The web UI Usage page provides:

  • Period selector — switch between day, week, month, and all-time views
  • Summary cards — total requests, prompt tokens, completion tokens, total tokens
  • By Model table — per-model breakdown with visual usage bars
  • By User table (admin only) — per-user breakdown across all models

Combining Auth Modes

Legacy API keys and user authentication can be used simultaneously. When both are configured:

  1. User sessions and user API keys are checked first
  2. Legacy API keys are checked as fallback — they grant admin-level access
  3. This allows a gradual migration from shared API keys to per-user accounts

Build Requirements

The user authentication system requires CGO for SQLite support. It is enabled with the auth build tag, which is included by default in Docker builds.

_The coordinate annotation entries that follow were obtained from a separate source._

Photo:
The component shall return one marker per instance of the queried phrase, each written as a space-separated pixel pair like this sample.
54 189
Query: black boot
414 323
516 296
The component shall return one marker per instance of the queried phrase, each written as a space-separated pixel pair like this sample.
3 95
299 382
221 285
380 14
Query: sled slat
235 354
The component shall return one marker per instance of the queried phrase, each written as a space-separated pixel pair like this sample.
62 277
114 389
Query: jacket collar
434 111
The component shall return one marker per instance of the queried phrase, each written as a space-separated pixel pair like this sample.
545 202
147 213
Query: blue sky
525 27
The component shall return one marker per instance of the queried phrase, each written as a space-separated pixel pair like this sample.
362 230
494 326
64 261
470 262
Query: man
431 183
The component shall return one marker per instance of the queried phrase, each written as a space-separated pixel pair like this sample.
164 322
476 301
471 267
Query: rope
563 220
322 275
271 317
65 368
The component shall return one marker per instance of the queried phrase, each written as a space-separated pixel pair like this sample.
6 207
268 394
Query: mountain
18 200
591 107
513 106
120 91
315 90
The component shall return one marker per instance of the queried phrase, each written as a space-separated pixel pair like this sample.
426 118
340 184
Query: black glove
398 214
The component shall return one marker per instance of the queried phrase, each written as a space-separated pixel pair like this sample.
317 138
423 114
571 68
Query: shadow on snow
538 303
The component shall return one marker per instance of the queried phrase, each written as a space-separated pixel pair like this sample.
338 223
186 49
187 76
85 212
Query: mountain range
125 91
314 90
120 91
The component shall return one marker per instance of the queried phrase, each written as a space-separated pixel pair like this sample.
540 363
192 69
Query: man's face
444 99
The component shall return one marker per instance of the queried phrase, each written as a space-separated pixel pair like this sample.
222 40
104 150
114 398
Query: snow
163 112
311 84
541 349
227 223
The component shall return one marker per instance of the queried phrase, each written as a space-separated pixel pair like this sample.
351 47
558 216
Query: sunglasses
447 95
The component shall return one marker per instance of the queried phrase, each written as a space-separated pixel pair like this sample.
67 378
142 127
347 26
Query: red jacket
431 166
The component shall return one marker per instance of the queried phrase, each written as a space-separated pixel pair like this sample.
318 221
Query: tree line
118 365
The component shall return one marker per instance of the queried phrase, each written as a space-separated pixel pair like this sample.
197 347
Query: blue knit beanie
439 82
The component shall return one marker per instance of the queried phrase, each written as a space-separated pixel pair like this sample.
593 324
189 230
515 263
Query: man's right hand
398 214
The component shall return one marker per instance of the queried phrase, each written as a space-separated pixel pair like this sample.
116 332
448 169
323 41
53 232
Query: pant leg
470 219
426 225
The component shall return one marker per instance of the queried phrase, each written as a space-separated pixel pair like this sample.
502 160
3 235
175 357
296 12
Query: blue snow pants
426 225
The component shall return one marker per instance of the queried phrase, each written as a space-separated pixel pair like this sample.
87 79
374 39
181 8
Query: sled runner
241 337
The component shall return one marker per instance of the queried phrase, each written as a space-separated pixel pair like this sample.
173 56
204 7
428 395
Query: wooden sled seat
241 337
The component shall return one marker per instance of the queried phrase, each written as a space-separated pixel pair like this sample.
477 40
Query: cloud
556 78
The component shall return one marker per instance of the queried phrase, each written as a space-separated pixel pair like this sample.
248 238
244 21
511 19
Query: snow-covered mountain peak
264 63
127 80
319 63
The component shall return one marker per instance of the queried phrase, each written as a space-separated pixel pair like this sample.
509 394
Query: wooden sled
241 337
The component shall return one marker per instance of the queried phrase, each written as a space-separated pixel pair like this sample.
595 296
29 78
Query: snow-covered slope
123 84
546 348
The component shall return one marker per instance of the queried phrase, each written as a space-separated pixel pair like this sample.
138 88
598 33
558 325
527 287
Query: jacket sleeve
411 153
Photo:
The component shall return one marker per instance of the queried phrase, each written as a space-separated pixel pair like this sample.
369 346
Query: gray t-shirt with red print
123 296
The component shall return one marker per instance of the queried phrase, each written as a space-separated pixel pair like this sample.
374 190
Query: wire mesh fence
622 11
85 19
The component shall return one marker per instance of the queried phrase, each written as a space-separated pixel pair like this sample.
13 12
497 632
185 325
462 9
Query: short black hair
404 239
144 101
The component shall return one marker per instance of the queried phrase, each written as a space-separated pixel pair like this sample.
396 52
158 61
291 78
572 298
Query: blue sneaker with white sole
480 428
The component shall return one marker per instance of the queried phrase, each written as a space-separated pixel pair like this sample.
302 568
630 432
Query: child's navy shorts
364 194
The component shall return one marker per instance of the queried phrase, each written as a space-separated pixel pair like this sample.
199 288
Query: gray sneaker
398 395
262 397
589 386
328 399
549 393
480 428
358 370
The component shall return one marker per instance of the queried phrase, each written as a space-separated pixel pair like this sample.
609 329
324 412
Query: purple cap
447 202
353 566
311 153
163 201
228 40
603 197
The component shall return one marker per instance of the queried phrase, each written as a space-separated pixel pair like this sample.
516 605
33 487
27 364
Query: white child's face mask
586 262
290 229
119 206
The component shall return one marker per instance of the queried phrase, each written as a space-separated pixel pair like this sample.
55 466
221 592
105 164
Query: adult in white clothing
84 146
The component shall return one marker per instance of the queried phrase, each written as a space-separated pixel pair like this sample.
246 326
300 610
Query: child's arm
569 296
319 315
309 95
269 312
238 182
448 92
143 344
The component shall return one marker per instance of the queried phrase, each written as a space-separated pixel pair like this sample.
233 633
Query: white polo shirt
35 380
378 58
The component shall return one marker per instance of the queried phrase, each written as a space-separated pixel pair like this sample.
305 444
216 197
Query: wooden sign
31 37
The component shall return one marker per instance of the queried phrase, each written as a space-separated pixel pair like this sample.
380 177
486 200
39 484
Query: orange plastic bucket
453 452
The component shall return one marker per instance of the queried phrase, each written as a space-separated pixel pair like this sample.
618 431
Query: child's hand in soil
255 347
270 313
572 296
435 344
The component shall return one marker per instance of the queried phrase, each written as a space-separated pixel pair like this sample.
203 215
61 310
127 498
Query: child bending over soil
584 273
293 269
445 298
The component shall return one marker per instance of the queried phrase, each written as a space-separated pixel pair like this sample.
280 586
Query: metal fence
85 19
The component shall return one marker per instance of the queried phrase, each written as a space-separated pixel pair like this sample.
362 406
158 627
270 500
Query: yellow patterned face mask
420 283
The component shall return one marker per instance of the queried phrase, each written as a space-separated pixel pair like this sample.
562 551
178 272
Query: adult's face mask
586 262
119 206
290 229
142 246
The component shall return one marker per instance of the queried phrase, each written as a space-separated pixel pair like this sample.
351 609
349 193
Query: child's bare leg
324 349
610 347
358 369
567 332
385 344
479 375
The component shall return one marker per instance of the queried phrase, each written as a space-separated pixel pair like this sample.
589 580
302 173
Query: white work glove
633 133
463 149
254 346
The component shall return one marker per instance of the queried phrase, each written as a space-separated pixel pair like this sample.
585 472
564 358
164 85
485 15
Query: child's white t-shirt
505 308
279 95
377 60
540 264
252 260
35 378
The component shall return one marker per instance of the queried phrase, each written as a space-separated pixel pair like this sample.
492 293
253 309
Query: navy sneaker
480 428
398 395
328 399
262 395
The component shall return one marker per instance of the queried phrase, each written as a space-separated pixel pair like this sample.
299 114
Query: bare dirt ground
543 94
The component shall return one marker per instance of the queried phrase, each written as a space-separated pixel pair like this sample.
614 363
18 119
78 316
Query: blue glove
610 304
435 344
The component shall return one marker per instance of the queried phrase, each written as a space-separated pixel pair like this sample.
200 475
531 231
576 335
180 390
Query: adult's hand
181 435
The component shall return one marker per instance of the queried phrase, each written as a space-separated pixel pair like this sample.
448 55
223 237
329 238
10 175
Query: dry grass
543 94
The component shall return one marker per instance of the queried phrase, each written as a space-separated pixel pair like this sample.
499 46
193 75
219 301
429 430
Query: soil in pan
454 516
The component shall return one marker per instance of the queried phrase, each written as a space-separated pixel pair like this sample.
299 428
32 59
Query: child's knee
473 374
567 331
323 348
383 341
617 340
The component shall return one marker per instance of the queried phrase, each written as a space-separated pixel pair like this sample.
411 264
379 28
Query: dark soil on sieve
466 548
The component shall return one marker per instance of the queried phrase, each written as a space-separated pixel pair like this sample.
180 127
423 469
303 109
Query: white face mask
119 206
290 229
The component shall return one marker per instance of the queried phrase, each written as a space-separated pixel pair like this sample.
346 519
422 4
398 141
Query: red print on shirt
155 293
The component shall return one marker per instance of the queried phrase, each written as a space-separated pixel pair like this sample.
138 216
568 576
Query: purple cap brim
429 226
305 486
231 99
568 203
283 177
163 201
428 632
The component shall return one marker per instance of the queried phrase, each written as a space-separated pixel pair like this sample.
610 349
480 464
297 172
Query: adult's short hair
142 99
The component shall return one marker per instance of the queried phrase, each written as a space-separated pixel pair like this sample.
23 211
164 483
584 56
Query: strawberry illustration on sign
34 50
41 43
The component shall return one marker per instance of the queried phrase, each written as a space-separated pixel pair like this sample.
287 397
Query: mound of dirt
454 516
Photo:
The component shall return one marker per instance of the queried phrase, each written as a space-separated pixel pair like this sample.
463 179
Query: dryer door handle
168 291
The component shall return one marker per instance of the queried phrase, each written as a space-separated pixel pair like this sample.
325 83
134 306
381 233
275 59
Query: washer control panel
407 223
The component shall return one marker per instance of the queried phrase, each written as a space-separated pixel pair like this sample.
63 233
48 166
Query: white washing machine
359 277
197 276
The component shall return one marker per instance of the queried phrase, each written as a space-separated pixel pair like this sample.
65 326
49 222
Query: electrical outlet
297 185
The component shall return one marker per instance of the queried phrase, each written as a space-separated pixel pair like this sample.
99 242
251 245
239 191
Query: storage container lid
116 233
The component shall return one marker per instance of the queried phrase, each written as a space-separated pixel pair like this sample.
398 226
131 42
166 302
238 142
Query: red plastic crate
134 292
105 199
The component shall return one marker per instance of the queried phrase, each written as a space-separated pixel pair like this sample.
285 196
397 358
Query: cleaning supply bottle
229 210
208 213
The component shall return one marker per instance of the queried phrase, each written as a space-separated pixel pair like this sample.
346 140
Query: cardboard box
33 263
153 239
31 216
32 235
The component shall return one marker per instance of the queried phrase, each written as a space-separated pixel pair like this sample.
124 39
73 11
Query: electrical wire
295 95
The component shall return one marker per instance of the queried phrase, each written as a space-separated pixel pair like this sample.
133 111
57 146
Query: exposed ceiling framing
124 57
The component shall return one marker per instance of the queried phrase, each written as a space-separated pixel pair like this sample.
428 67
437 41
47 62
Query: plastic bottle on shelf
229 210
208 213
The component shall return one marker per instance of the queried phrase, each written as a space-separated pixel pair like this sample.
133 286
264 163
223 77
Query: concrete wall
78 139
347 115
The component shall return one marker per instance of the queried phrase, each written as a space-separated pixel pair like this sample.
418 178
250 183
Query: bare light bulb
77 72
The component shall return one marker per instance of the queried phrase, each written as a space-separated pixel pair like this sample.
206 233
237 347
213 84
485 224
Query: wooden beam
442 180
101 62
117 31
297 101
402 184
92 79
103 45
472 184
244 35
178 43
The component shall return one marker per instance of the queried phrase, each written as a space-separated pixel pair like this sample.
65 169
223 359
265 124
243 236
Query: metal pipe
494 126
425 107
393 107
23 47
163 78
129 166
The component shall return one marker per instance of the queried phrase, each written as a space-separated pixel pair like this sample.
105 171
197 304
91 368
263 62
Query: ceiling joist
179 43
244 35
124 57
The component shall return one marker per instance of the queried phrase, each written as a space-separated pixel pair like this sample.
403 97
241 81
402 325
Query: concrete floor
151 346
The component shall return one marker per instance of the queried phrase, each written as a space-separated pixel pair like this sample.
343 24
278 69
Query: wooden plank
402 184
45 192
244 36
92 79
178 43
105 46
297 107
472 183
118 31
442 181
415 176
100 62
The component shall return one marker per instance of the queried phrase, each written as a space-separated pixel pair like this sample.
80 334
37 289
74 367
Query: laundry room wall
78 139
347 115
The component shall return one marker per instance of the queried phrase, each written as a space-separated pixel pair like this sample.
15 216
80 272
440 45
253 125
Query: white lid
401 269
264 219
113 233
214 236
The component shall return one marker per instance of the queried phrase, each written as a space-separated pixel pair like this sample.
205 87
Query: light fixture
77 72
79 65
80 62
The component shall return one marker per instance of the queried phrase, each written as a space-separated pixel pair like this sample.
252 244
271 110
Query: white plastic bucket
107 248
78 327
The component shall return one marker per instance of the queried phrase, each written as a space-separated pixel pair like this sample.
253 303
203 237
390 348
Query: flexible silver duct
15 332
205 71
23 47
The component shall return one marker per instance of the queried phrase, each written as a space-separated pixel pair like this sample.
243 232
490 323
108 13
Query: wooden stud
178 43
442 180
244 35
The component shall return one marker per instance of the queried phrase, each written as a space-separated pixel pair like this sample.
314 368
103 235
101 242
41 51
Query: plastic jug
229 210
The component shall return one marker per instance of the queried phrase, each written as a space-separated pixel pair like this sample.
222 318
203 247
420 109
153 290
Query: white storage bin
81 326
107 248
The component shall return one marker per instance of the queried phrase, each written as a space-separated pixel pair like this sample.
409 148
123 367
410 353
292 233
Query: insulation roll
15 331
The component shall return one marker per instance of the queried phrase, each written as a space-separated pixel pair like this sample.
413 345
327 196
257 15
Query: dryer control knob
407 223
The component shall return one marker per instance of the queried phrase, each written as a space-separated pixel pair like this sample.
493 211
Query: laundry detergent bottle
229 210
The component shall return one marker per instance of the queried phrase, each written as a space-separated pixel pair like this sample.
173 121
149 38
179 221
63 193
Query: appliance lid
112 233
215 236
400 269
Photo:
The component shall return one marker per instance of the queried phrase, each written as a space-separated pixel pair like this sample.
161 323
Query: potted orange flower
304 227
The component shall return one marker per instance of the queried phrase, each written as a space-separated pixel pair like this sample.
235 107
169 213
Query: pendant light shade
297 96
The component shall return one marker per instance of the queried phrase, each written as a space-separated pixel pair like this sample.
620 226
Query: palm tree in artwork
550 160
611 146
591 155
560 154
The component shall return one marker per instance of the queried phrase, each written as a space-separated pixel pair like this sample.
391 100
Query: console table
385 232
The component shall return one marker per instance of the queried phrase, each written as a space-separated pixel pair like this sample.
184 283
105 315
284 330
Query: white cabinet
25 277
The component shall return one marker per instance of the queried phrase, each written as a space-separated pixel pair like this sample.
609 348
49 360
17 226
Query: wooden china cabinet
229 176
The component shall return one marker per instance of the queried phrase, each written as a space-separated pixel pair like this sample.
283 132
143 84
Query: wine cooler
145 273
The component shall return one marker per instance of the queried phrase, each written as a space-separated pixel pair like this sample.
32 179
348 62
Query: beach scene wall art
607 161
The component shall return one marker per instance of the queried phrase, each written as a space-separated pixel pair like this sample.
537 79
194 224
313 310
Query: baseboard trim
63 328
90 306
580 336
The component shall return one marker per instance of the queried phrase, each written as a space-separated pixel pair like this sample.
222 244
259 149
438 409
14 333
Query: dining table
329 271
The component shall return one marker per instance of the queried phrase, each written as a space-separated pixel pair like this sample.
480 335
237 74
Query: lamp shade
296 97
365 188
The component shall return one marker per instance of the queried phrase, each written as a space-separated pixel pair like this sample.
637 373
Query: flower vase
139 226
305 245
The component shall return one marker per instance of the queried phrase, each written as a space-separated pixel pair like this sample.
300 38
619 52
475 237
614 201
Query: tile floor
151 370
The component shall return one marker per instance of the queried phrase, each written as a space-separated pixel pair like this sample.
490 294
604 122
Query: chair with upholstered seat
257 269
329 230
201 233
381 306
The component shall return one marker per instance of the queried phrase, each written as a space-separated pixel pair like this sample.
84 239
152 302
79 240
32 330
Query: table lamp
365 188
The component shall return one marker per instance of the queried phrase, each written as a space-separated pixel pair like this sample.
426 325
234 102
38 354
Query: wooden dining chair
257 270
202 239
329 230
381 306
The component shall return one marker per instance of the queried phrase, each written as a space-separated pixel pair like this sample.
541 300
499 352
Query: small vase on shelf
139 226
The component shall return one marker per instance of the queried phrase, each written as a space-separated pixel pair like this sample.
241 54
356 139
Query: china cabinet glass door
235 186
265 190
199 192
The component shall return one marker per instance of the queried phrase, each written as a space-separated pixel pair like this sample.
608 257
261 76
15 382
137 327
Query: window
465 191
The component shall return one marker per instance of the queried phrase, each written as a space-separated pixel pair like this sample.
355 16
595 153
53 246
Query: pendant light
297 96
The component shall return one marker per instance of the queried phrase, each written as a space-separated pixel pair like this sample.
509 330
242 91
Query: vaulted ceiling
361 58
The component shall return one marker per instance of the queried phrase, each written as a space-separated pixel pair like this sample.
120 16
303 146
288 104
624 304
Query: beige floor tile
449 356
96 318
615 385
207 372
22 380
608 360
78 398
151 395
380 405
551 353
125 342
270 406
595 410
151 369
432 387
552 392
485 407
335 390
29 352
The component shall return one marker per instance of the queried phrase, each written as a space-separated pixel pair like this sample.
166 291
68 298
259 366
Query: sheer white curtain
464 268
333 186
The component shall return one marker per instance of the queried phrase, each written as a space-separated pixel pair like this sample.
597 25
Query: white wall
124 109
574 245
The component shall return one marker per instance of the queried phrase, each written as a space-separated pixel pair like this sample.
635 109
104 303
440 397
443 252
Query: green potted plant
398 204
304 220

# Building from source with auth support
GO_TAGS=auth make build

# Or directly with go build
go build -tags auth ./...

The default Dockerfile includes GO_TAGS="auth", so all Docker images ship with auth support. When building from source without the auth tag, setting LOCALAI_AUTH=true has no effect — the system operates without authentication.